Celui qui maîtrise la lecture des données maîtrise aussi une part de l’action publique. Et si cette lecture est confiée à une entreprise privée, la frontière entre service, influence et pouvoir devient extrêmement fragile.

Le glissement autoritaire

Portraits de deux hommes, l'un avec des lunettes et des cheveux châtains, l'autre avec des cheveux blancs et une barbe, discutant à travers un écran.

Avec Assange et Snowden, on a compris que la surveillance de masse n’était pas une théorie paranoïaque ; avec Palantir, elle devient une infrastructure.

C’est pour cela que Palantir inquiète autant. Pas parce qu’il serait, en soi, une machine à dictature. Mais parce qu’il peut devenir l’infrastructure discrète d’un contrôle normalisé. Une technologie n’a pas besoin d’être brutale pour produire des effets autoritaires. Il suffit qu’elle soit intégrée partout, jugée indispensable, et acceptée au nom de la sécurité.

Le glissement se fait alors en douceur.
On commence par une mission précise : la lutte antiterroriste, la gestion de crise, l’optimisation logistique.
Puis viennent d’autres usages, d’autres services, d’autres contextes. Petit à petit, l’exception devient méthode.
Et ce qui était censé protéger l’État finit par renforcer sa capacité à observer, classer et orienter les comportements.

C’est là que l’alerte doit être posée clairement : quand la surveillance devient une infrastructure, la liberté devient conditionnelle.

Le vrai sujet : qui contrôle le contrôleur ?

Graffiti sur un mur en briques, avec l'inscription 'Who watches the Watchmen?' en rose.

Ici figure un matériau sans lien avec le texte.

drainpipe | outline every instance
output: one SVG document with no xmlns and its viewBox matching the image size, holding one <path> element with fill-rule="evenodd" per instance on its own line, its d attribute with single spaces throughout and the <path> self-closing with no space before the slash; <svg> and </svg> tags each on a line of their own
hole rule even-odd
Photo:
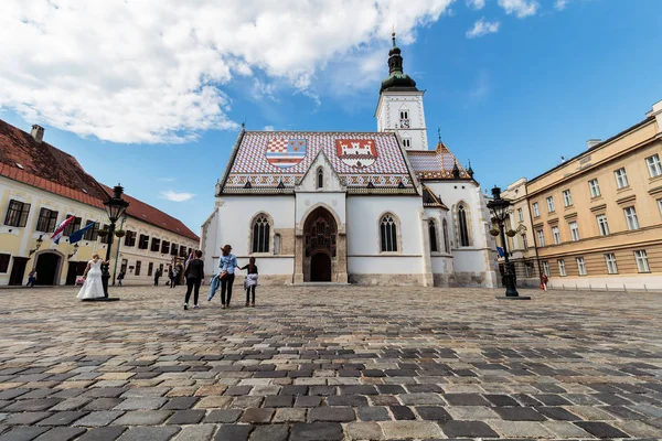
<svg viewBox="0 0 662 441">
<path fill-rule="evenodd" d="M 127 220 L 127 216 L 122 217 L 119 229 L 124 229 L 124 223 Z M 117 238 L 117 249 L 115 250 L 115 268 L 113 268 L 113 286 L 115 287 L 115 275 L 117 273 L 117 259 L 119 259 L 119 247 L 121 246 L 121 237 Z"/>
</svg>

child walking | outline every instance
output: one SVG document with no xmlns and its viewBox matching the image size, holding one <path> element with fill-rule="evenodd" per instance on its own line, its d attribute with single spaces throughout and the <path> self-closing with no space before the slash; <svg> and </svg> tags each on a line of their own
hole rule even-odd
<svg viewBox="0 0 662 441">
<path fill-rule="evenodd" d="M 253 301 L 250 306 L 255 308 L 255 287 L 257 287 L 257 265 L 255 265 L 255 257 L 248 259 L 248 265 L 239 268 L 248 270 L 246 279 L 244 279 L 244 289 L 246 290 L 246 306 L 248 306 L 248 300 L 253 294 Z"/>
</svg>

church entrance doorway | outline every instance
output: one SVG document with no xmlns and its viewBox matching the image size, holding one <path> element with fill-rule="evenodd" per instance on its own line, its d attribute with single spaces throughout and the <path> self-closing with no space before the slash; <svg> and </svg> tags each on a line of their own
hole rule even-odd
<svg viewBox="0 0 662 441">
<path fill-rule="evenodd" d="M 57 284 L 60 259 L 61 257 L 55 252 L 43 252 L 36 258 L 35 284 Z"/>
<path fill-rule="evenodd" d="M 325 252 L 318 252 L 310 259 L 310 281 L 331 281 L 331 258 Z"/>
<path fill-rule="evenodd" d="M 313 209 L 303 225 L 303 281 L 330 282 L 335 273 L 338 226 L 324 207 Z"/>
</svg>

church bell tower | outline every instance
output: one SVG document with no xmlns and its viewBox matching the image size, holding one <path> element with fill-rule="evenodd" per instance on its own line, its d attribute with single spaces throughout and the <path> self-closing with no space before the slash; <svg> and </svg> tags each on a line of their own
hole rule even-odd
<svg viewBox="0 0 662 441">
<path fill-rule="evenodd" d="M 427 150 L 427 129 L 423 95 L 416 82 L 403 71 L 401 49 L 395 44 L 388 51 L 388 77 L 382 82 L 375 117 L 378 131 L 395 131 L 407 150 Z"/>
</svg>

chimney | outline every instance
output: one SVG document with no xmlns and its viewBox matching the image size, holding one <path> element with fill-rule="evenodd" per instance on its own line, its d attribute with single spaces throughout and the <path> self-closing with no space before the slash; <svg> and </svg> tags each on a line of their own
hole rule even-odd
<svg viewBox="0 0 662 441">
<path fill-rule="evenodd" d="M 590 150 L 594 147 L 596 147 L 597 144 L 599 144 L 600 142 L 602 142 L 601 139 L 589 139 L 588 141 L 586 141 L 586 147 L 588 148 L 588 150 Z"/>
<path fill-rule="evenodd" d="M 44 140 L 44 128 L 33 125 L 30 135 L 32 135 L 32 138 L 34 138 L 36 142 L 41 143 Z"/>
</svg>

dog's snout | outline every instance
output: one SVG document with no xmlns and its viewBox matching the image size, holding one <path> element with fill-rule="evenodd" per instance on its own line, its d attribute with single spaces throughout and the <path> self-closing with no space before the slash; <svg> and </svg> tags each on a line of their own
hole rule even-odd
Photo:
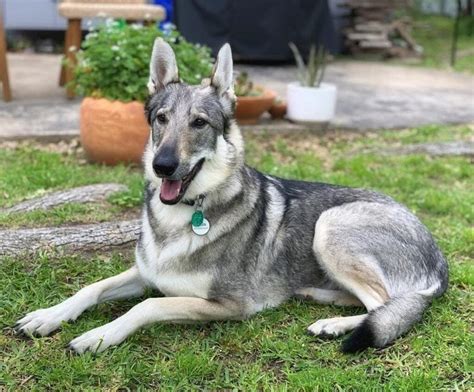
<svg viewBox="0 0 474 392">
<path fill-rule="evenodd" d="M 175 154 L 161 153 L 153 159 L 153 171 L 158 176 L 171 176 L 178 166 L 179 160 Z"/>
</svg>

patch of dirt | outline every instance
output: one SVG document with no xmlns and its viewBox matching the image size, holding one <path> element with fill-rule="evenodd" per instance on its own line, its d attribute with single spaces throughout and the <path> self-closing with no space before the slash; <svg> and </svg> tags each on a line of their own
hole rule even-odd
<svg viewBox="0 0 474 392">
<path fill-rule="evenodd" d="M 79 138 L 61 140 L 56 143 L 41 143 L 36 140 L 14 140 L 0 142 L 0 148 L 6 150 L 17 150 L 21 148 L 34 148 L 45 152 L 55 152 L 63 156 L 75 156 L 79 164 L 86 164 L 87 159 Z"/>
</svg>

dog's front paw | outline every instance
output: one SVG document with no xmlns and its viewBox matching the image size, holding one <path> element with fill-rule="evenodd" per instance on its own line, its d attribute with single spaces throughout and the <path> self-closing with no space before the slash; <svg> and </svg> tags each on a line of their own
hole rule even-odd
<svg viewBox="0 0 474 392">
<path fill-rule="evenodd" d="M 125 328 L 121 328 L 120 323 L 113 321 L 78 336 L 69 343 L 69 348 L 78 354 L 86 351 L 98 353 L 123 342 L 127 335 Z"/>
<path fill-rule="evenodd" d="M 18 320 L 14 326 L 15 331 L 25 335 L 47 336 L 61 326 L 63 321 L 68 321 L 67 312 L 58 306 L 47 309 L 38 309 L 28 313 Z"/>
</svg>

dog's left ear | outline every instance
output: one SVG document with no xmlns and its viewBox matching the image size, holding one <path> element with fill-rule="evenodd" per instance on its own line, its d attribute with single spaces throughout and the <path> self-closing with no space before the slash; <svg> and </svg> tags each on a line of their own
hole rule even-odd
<svg viewBox="0 0 474 392">
<path fill-rule="evenodd" d="M 211 86 L 213 86 L 219 96 L 229 93 L 229 97 L 234 96 L 232 51 L 229 44 L 225 44 L 217 55 L 216 63 L 211 76 Z"/>
<path fill-rule="evenodd" d="M 179 82 L 179 76 L 173 49 L 163 38 L 157 38 L 151 53 L 148 92 L 153 94 L 167 84 L 176 82 Z"/>
</svg>

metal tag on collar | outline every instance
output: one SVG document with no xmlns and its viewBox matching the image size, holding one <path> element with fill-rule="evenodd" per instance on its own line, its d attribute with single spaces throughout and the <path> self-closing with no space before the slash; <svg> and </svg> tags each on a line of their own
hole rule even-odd
<svg viewBox="0 0 474 392">
<path fill-rule="evenodd" d="M 194 211 L 191 217 L 191 228 L 194 234 L 206 235 L 211 228 L 209 221 L 204 218 L 204 212 L 202 211 L 202 203 L 204 201 L 204 195 L 199 195 L 196 199 L 196 211 Z"/>
</svg>

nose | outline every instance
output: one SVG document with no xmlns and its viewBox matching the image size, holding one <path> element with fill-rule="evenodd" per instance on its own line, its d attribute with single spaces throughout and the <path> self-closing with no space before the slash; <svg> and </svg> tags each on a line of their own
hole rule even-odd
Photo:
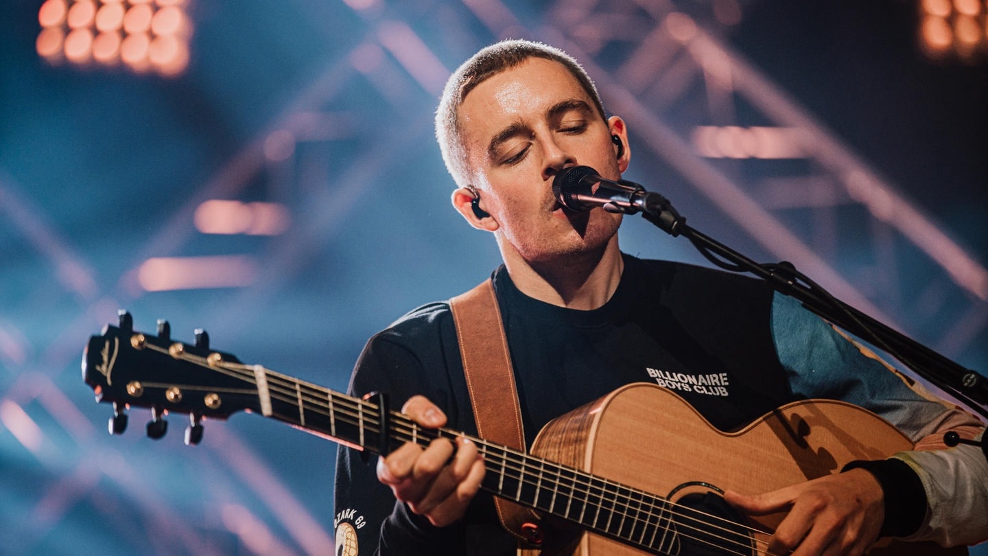
<svg viewBox="0 0 988 556">
<path fill-rule="evenodd" d="M 553 137 L 541 140 L 542 143 L 542 180 L 555 177 L 563 168 L 576 163 L 576 157 L 560 145 Z"/>
</svg>

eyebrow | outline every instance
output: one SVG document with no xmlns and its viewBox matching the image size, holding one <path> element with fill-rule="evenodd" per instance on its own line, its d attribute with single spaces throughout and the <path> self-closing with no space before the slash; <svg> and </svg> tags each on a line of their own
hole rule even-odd
<svg viewBox="0 0 988 556">
<path fill-rule="evenodd" d="M 580 99 L 568 99 L 561 102 L 557 102 L 556 104 L 549 107 L 549 109 L 545 111 L 545 116 L 549 120 L 552 120 L 554 118 L 558 118 L 559 116 L 567 112 L 573 112 L 573 111 L 582 112 L 584 114 L 593 113 L 593 111 L 590 109 L 590 105 L 587 104 L 586 102 Z M 494 158 L 497 149 L 502 144 L 504 144 L 505 141 L 507 141 L 511 138 L 526 133 L 528 130 L 529 127 L 521 122 L 514 122 L 510 124 L 508 127 L 501 130 L 500 132 L 495 134 L 493 138 L 491 138 L 491 141 L 487 145 L 487 155 L 491 158 Z"/>
</svg>

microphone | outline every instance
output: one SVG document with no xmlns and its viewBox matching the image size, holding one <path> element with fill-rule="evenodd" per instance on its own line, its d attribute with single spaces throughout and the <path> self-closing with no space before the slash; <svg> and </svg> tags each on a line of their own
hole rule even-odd
<svg viewBox="0 0 988 556">
<path fill-rule="evenodd" d="M 560 205 L 577 213 L 597 207 L 624 215 L 641 211 L 647 220 L 673 235 L 678 235 L 686 224 L 665 197 L 645 191 L 632 181 L 605 179 L 590 166 L 563 168 L 552 180 L 552 194 Z"/>
</svg>

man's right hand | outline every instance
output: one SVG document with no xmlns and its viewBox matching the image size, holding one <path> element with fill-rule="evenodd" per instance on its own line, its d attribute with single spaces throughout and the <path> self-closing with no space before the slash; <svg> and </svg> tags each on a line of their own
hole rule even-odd
<svg viewBox="0 0 988 556">
<path fill-rule="evenodd" d="M 423 396 L 408 400 L 401 413 L 427 428 L 446 424 L 446 415 Z M 439 527 L 463 516 L 483 478 L 484 462 L 476 444 L 462 437 L 456 439 L 455 450 L 450 440 L 437 438 L 426 448 L 408 442 L 377 460 L 377 480 Z"/>
</svg>

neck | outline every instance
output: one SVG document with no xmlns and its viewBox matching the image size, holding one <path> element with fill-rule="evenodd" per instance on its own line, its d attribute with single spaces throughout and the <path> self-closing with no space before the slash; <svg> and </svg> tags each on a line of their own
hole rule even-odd
<svg viewBox="0 0 988 556">
<path fill-rule="evenodd" d="M 597 309 L 611 299 L 624 266 L 617 233 L 601 249 L 567 253 L 547 261 L 528 261 L 504 249 L 502 255 L 508 274 L 522 293 L 583 311 Z"/>
</svg>

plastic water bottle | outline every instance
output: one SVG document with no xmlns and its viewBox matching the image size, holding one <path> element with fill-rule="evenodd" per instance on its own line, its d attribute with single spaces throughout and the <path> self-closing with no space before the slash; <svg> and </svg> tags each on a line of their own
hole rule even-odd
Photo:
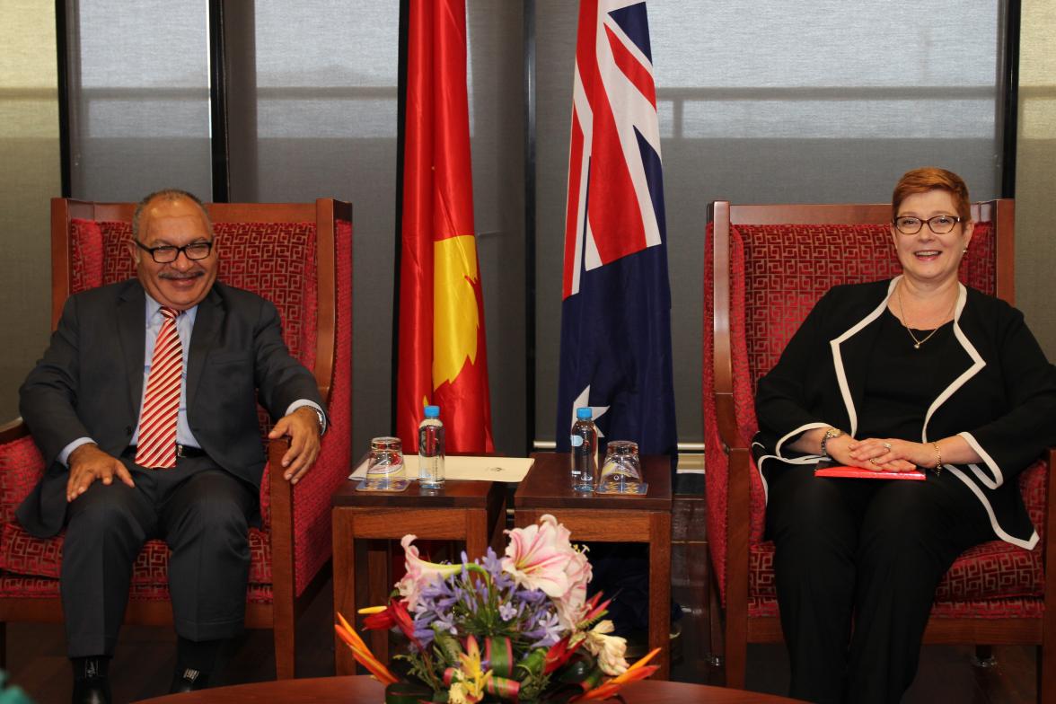
<svg viewBox="0 0 1056 704">
<path fill-rule="evenodd" d="M 572 425 L 572 490 L 592 492 L 598 483 L 598 429 L 590 408 L 576 410 Z"/>
<path fill-rule="evenodd" d="M 444 423 L 440 406 L 427 405 L 418 425 L 418 484 L 422 489 L 444 489 Z"/>
</svg>

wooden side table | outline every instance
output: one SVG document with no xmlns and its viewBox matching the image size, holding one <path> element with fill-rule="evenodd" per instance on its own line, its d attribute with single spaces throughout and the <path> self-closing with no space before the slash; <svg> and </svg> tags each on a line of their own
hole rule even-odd
<svg viewBox="0 0 1056 704">
<path fill-rule="evenodd" d="M 513 520 L 531 526 L 551 514 L 576 541 L 649 546 L 649 649 L 660 648 L 656 677 L 671 670 L 671 458 L 643 457 L 646 496 L 584 495 L 572 491 L 567 453 L 535 453 L 535 464 L 513 495 Z"/>
<path fill-rule="evenodd" d="M 414 533 L 421 540 L 465 540 L 471 558 L 501 543 L 505 528 L 505 484 L 492 481 L 453 481 L 437 492 L 422 493 L 417 481 L 398 494 L 358 492 L 348 481 L 334 493 L 334 610 L 350 623 L 356 619 L 356 549 L 366 543 L 365 572 L 371 605 L 384 603 L 392 591 L 391 560 L 377 541 L 398 540 Z M 367 543 L 374 541 L 374 543 Z M 362 589 L 360 590 L 362 591 Z M 363 606 L 362 604 L 359 606 Z M 382 662 L 389 660 L 389 634 L 371 631 L 370 646 Z M 337 674 L 355 674 L 356 661 L 335 634 Z"/>
</svg>

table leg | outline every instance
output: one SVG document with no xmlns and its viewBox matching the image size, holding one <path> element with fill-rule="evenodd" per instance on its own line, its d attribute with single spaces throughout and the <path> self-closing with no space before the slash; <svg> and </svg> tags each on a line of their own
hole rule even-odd
<svg viewBox="0 0 1056 704">
<path fill-rule="evenodd" d="M 356 553 L 353 537 L 353 512 L 334 509 L 334 623 L 342 614 L 355 626 L 356 619 Z M 337 633 L 334 634 L 334 670 L 337 674 L 355 674 L 356 661 Z"/>
<path fill-rule="evenodd" d="M 484 557 L 488 550 L 488 512 L 485 509 L 466 510 L 466 556 L 470 560 Z"/>
<path fill-rule="evenodd" d="M 366 543 L 366 604 L 382 606 L 389 603 L 392 587 L 392 540 L 367 540 Z M 385 665 L 389 664 L 389 631 L 370 631 L 371 652 Z"/>
<path fill-rule="evenodd" d="M 649 516 L 649 650 L 661 648 L 650 664 L 660 666 L 654 676 L 671 674 L 671 514 Z"/>
</svg>

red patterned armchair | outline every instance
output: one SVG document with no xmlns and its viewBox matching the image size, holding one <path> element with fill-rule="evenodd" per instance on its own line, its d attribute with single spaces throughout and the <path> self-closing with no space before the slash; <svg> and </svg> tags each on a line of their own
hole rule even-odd
<svg viewBox="0 0 1056 704">
<path fill-rule="evenodd" d="M 961 280 L 1013 300 L 1014 203 L 972 207 L 975 235 Z M 727 683 L 744 686 L 748 643 L 781 641 L 773 544 L 762 539 L 762 484 L 749 452 L 757 430 L 759 377 L 780 356 L 807 312 L 831 286 L 901 272 L 890 245 L 889 205 L 709 207 L 704 264 L 703 416 L 708 541 L 712 558 L 713 652 Z M 936 593 L 928 643 L 1034 644 L 1038 700 L 1056 702 L 1056 564 L 1046 505 L 1053 453 L 1020 477 L 1040 540 L 1034 550 L 1003 541 L 962 554 Z M 721 620 L 719 613 L 721 612 Z M 1046 648 L 1040 646 L 1048 645 Z"/>
<path fill-rule="evenodd" d="M 122 242 L 134 204 L 52 201 L 52 325 L 71 293 L 135 275 Z M 331 424 L 316 467 L 296 487 L 282 479 L 285 441 L 268 443 L 261 484 L 261 530 L 249 535 L 252 563 L 246 625 L 275 630 L 276 673 L 294 677 L 295 624 L 331 557 L 334 489 L 345 479 L 352 438 L 352 206 L 213 204 L 219 278 L 270 300 L 290 353 L 310 369 L 326 399 Z M 262 442 L 268 419 L 261 417 Z M 0 655 L 7 622 L 61 622 L 60 534 L 38 540 L 15 520 L 15 509 L 43 472 L 25 426 L 0 429 Z M 136 562 L 127 623 L 172 623 L 168 549 L 147 544 Z M 317 578 L 318 577 L 318 578 Z M 2 666 L 0 658 L 0 666 Z"/>
</svg>

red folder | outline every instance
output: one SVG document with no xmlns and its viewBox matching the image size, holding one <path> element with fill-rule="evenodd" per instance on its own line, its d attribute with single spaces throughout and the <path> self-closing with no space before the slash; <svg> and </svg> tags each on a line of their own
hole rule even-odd
<svg viewBox="0 0 1056 704">
<path fill-rule="evenodd" d="M 884 472 L 863 470 L 861 467 L 847 467 L 845 464 L 832 464 L 826 460 L 817 463 L 814 470 L 815 477 L 844 477 L 847 479 L 916 479 L 921 481 L 927 477 L 920 470 L 913 472 Z"/>
</svg>

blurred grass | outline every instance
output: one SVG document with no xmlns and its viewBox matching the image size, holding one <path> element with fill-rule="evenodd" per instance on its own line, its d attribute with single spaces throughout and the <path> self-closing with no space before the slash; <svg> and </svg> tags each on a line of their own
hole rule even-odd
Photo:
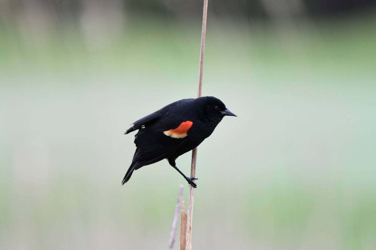
<svg viewBox="0 0 376 250">
<path fill-rule="evenodd" d="M 199 149 L 195 248 L 376 246 L 374 17 L 314 24 L 209 21 L 203 94 L 238 117 Z M 163 249 L 185 183 L 164 161 L 120 187 L 122 133 L 195 96 L 200 24 L 66 25 L 0 30 L 0 249 Z"/>
</svg>

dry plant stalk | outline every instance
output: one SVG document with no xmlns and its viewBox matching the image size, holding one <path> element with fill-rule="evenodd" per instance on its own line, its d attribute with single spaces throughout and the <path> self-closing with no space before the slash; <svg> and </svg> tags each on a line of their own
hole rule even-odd
<svg viewBox="0 0 376 250">
<path fill-rule="evenodd" d="M 202 14 L 202 31 L 201 33 L 201 47 L 200 54 L 200 67 L 199 70 L 199 84 L 197 97 L 201 97 L 202 89 L 202 73 L 204 67 L 204 53 L 205 51 L 205 37 L 206 33 L 206 16 L 208 13 L 208 1 L 204 0 L 204 9 Z M 197 158 L 197 148 L 192 152 L 192 164 L 191 168 L 191 177 L 194 177 L 196 174 L 196 159 Z M 193 213 L 193 195 L 194 188 L 190 186 L 189 197 L 187 211 L 187 228 L 185 250 L 192 249 L 192 220 Z"/>
<path fill-rule="evenodd" d="M 184 211 L 184 202 L 182 202 L 180 214 L 180 250 L 185 250 L 185 235 L 187 232 L 187 214 Z"/>
<path fill-rule="evenodd" d="M 177 195 L 177 203 L 175 208 L 175 213 L 174 214 L 174 219 L 172 221 L 172 229 L 171 229 L 171 234 L 170 237 L 170 241 L 168 242 L 168 249 L 172 250 L 174 248 L 174 243 L 175 243 L 175 235 L 176 234 L 176 228 L 177 226 L 178 218 L 179 216 L 179 210 L 180 210 L 180 205 L 183 199 L 183 191 L 184 186 L 182 185 L 179 186 L 179 192 Z"/>
</svg>

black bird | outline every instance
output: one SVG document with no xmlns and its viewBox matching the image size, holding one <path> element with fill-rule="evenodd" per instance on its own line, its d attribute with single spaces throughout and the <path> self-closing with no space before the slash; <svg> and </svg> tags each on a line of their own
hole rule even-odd
<svg viewBox="0 0 376 250">
<path fill-rule="evenodd" d="M 133 171 L 163 159 L 194 187 L 194 177 L 187 177 L 175 161 L 208 137 L 225 115 L 237 116 L 221 100 L 213 96 L 177 101 L 133 123 L 124 133 L 138 130 L 132 163 L 123 180 L 128 181 Z"/>
</svg>

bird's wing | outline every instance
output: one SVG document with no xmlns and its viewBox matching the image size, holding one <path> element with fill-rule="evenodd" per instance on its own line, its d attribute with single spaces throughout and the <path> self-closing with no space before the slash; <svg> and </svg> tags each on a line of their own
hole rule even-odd
<svg viewBox="0 0 376 250">
<path fill-rule="evenodd" d="M 133 126 L 127 129 L 124 134 L 129 133 L 132 131 L 141 129 L 143 126 L 146 126 L 152 124 L 156 121 L 160 117 L 160 113 L 157 113 L 157 112 L 148 115 L 133 123 Z"/>
<path fill-rule="evenodd" d="M 143 166 L 156 162 L 168 157 L 187 141 L 186 138 L 171 138 L 161 131 L 140 129 L 135 139 L 138 150 L 133 161 L 144 162 Z"/>
</svg>

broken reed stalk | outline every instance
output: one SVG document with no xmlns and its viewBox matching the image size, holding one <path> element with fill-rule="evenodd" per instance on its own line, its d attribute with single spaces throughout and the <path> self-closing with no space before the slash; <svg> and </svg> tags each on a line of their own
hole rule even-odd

La question centrale n’est donc pas seulement “Palantir est-il utile ?”.
La vraie question est : qui contrôle un système capable de voir autant ?

Car une société qui accepte qu’un acteur privé croise des données sensibles à grande échelle accepte aussi, implicitement, de déplacer une partie du pouvoir vers ce même acteur.
Ce déplacement peut rester invisible pendant longtemps.
C’est même ce qui le rend dangereux. Il ne prend pas la forme d’un coup d’État. Il prend la forme d’un contrat.

Et lorsqu’un contrat devient l’architecture ordinaire de la sécurité, il est déjà trop tard pour prétendre que la question était purement technique.

Conclusion

Palantir n’est pas seulement un outil de « data analysis ».
C’est une technologie de mise en ordre du monde.
Et plus elle devient centrale, plus elle oblige à poser des questions politiques, juridiques et démocratiques.

Son efficacité n’efface pas ses risques.
Son utilité ne doit pas faire oublier sa puissance. Et sa puissance ne doit jamais être confondue avec sa légitimité.

La vraie ligne de fracture n’est pas entre les partisans et les opposants à la technologie.
Elle est entre ceux qui acceptent qu’un outil aussi puissant reste lisible, contestable et borné, et ceux qui préfèrent laisser la surveillance devenir une évidence silencieuse.